Smoking has been falling for years, but this is the first time it has been overtaken by a lower-risk alternative. Prevalence has dropped dramatically from 20.2 per cent in 2011 to 10.6 per cent in 2024.
Not a new problem – a shift away from smoking
Crucially, the data does not point to a surge in new nicotine users. Instead, vaping is overwhelmingly concentrated among people who already smoke or used to smoke.
Around 55 per cent of people who vape are former smokers, 40 per cent still smoke alongside vaping, and only a small minority – around five per cent – have never smoked.
The paper also notes that 32.8 per cent of current smokers use vapes, highlighting how closely linked the two behaviours now are.
The authors say this distribution shows vaping is concentrated “primarily among individuals with a prior smoking history”, with “complete switching more common than persistent dual use”.
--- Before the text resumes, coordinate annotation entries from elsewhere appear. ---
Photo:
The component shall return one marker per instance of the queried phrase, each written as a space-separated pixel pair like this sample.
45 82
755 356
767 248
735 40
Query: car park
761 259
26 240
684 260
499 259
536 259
Only a small proportion of never-smokers report vaping, indicating that “population-level harm reduction benefits likely outweigh risks of nicotine uptake among those unlikely to have smoked otherwise”.
Dual use is part of the picture
The persistence of dual use often fuels criticism, but the CoEHAR analysis paints a more nuanced picture.
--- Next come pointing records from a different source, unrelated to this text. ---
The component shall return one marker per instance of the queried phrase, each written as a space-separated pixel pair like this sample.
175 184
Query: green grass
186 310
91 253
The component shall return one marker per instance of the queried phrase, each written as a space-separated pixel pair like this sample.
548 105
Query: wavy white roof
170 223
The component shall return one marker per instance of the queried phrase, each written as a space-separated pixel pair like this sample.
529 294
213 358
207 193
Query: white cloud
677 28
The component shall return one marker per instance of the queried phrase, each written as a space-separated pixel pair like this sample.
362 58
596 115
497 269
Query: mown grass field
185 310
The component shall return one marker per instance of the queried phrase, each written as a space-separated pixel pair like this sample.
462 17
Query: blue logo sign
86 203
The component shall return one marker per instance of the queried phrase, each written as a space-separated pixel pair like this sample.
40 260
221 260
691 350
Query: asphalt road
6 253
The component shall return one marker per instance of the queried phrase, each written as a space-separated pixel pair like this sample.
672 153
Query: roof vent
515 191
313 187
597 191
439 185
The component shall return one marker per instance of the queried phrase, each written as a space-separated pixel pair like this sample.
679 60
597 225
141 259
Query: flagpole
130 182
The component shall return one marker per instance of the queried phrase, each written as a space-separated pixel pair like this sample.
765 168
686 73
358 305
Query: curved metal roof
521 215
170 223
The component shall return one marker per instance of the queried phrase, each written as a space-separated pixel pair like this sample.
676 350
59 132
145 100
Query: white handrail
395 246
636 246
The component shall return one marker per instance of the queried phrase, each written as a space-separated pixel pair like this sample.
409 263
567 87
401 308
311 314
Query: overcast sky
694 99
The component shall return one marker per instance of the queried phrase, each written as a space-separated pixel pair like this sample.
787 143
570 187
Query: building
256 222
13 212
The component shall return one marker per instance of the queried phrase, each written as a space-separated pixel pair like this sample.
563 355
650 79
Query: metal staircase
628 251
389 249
“Dual use should be interpreted cautiously,” the authors say, noting it “often represents a transitional stage within a substitution pathway rather than a stable end state for many individuals”.
The paper adds that dual-use patterns are often “behaviourally dynamic” and can progress towards cessation of smoking for a proportion of users.
The science behind the shift
Switching away from cigarettes significantly reduces exposure to harmful chemicals.
The paper highlights findings showing reductions of “90 per cent or more” in biomarkers of exposure to tobacco-specific carcinogens among those who switch completely to vaping, with levels that can “approach levels observed in non-users”.
The UK as a global case study
At a population level, the UK is emerging as a real-world example of successful harm reduction in practice.
Smoking has continued to fall to historic lows during the same period that vaping has become widespread.
The commentary highlights a “temporal association” between rising vaping prevalence and sustained declines in smoking, with multiple lines of evidence supporting this interpretation.
Among young adults, smoking has dropped sharply, while vaping has stabilised or declined. The authors say this pattern “suggests that any gateway effects are outweighed at the population level by diversion away from combustible tobacco”.
In effect, Great Britain is becoming a real-world test case for how quickly smoking can decline when lower-risk alternatives are widely available.
An ‘historic shift’
Professor Riccardo Polosa, co-author of the commentary and founder of CoEHAR, says: “This is a historic shift. Seeing vaping overtake smoking at a population level suggests that many smokers are moving away from combustible tobacco. The key challenge now is to ensure that policies continue to protect young people while not restricting access to less harmful alternatives for adults who smoke.”
The paper warns that overly restrictive policies risk slowing progress or pushing users back to cigarettes or into unregulated markets.
The authors conclude that substitution pathways can yield measurable public health benefits when smokers are given access to “accessible, appealing, and appropriately regulated alternatives to combustible tobacco”.